La Nouvelle Emma/31

La bibliothèque libre.
Traduction par anonyme.
Arthus Bertrand Libraire (Tome 3p. 89-114).
◄  XXX
XXXII  ►

CHAPITRE XXXI.

La première fois qu’on vit madame Elton, ce fut à l’église ; mais quoique sa présence pût donner des distractions, la curiosité ne fut pas satisfaite de la voir dans un banc ; il fallait s’en rapporter aux visites de cérémonie qu’on devait lui rendre, pour décider si elle était très-belle, passablement belle, ou pas belle du tout.

Emma résolut d’être une des premières à lui rendre ses devoirs, plus par orgueil et bienséance, que par curiosité ; et pour se débarrasser de cette désagréable affaire tout d’un coup, elle résolut de conduire Henriette avec elle.

Elle ne put entrer dans le presbytère pour la seconde fois, se retrouver dans la chambre où elle avait réparé le désordre de sa chaussure, sans rappeler à son souvenir mille pensées chagrinantes. Complimens, charade, d’horribles bévues ; et on suppose bien que de son côté, Henriette n’en fut pas exempte, mais elle se conduisit bien ; seulement elle était pâle et garda le silence.

La visite fut courte, suivant l’usage. Cela, joint à l’embarras d’esprit, empêcha Emma de former son opinion sur la nouvelle mariée, et d’en dire autre chose, sinon qu’elle était bien mise et paraissait agréable ; ce qui ne signifiait rien.

La vérité est qu’elle ne lui plut pas. Elle ne se pressa pas de lui trouver des défauts, mais elle ne reconnut en elle aucune élégance, des manières aisées, et même beaucoup trop pour une jeune étrangère nouvellement mariée. Sa personne n’était pas mal, et sa figure était aussi assez bien ; mais point de traits, son air, sa voix et ses manières annonçaient une femme du commun. Emma crut au moins qu’elle passerait pour telle qu’elle se la figurait.

Quant à M. Elton, elle ne put juger de ses manières, ou elle ne se permit pas d’en parler. Dans tous les temps possibles, une visite de noce est une cérémonie peu agréable, et il faut que le mari le soit beaucoup pour s’en tirer convenablement.
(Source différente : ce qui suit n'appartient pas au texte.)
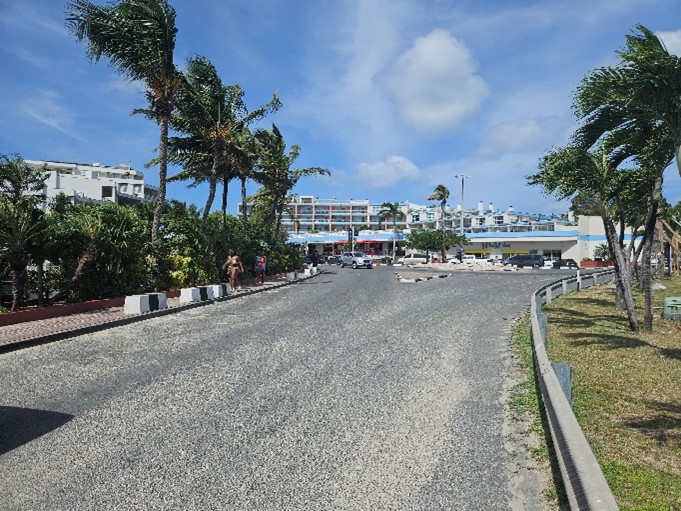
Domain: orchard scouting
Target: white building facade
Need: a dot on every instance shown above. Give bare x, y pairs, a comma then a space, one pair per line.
492, 233
94, 183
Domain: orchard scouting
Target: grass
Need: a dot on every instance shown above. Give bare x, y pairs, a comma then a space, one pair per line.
626, 392
527, 410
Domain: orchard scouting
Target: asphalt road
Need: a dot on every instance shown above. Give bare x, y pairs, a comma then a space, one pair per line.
349, 391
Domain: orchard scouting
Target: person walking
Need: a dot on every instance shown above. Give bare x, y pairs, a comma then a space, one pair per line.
234, 267
260, 266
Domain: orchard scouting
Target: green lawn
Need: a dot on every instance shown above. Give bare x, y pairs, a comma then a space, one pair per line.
626, 391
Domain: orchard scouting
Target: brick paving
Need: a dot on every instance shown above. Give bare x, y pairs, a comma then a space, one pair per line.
46, 330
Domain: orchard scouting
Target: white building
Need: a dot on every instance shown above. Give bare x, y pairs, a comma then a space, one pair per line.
94, 183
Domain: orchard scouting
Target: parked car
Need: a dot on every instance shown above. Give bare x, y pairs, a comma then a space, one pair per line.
333, 260
565, 263
523, 260
356, 260
414, 259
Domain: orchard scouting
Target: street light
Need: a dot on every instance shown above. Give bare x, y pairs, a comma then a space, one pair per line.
463, 179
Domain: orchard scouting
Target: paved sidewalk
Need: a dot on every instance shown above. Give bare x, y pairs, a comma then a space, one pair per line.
31, 333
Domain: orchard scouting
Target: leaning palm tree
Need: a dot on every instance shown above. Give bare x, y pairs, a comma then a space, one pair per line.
212, 115
138, 38
275, 173
441, 194
392, 210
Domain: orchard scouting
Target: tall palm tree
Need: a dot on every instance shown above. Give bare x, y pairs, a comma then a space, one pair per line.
570, 170
392, 210
138, 38
22, 229
441, 194
641, 92
634, 108
275, 173
213, 116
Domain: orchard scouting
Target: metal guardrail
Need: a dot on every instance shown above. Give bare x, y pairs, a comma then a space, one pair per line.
584, 482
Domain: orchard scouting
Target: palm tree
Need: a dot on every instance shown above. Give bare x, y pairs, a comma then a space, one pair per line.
634, 109
213, 116
21, 221
275, 173
138, 38
641, 92
393, 211
441, 194
570, 170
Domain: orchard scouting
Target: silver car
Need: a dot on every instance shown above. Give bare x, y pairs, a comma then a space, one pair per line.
356, 260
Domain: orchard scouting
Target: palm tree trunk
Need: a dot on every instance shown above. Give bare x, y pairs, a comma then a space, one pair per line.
88, 256
212, 185
225, 189
162, 175
621, 271
18, 283
244, 211
394, 240
646, 271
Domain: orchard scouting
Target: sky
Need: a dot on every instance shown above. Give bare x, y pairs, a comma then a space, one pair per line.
393, 97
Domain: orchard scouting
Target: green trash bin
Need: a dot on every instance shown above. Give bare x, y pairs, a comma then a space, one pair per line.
672, 308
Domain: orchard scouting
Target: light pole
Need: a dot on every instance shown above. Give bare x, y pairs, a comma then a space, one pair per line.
463, 179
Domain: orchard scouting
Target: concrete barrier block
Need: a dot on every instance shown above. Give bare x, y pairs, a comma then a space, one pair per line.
190, 295
136, 304
218, 290
157, 301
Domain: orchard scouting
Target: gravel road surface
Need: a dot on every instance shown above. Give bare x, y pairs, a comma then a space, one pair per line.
348, 391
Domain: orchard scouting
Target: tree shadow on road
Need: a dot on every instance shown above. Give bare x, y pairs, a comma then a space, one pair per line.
18, 426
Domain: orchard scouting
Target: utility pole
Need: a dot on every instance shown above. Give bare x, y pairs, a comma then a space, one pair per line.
463, 178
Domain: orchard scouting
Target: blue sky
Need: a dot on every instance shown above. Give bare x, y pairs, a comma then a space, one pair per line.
392, 96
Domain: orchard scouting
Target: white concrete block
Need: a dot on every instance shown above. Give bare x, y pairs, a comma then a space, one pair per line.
136, 304
162, 300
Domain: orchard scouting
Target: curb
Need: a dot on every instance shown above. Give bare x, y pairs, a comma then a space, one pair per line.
65, 334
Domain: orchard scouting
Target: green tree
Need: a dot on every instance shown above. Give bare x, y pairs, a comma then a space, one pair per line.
138, 38
276, 175
21, 220
98, 250
392, 211
633, 110
213, 116
441, 194
567, 171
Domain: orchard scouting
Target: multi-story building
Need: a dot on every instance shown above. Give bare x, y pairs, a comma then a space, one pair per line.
492, 233
94, 182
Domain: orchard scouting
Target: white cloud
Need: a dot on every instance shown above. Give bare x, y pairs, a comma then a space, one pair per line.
672, 40
520, 135
384, 174
435, 82
118, 83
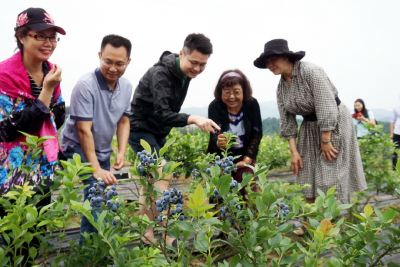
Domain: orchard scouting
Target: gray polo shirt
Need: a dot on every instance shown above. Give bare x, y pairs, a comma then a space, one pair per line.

La femme appelle à son aide sa modestie et ses beaux habits ; mais l’homme n’a que du bon sens à invoquer, et si l’on considère la position malheureuse dans laquelle se trouvait M. Elton : dans la même chambre, il voyait la femme qu’il venait d’épouser, celle qu’il avait eu grande envie d’avoir, et enfin une autre qu’on voulait lui donner, l’on ne sera pas surpris qu’il fit triste figure, et qu’il fût mal à son aise.

« Eh bien ! mademoiselle Woodhouse, dit Henriette, dès qu’elles furent sorties du presbytère, que pensez-vous de madame Elton ? N’est-elle pas charmante ? »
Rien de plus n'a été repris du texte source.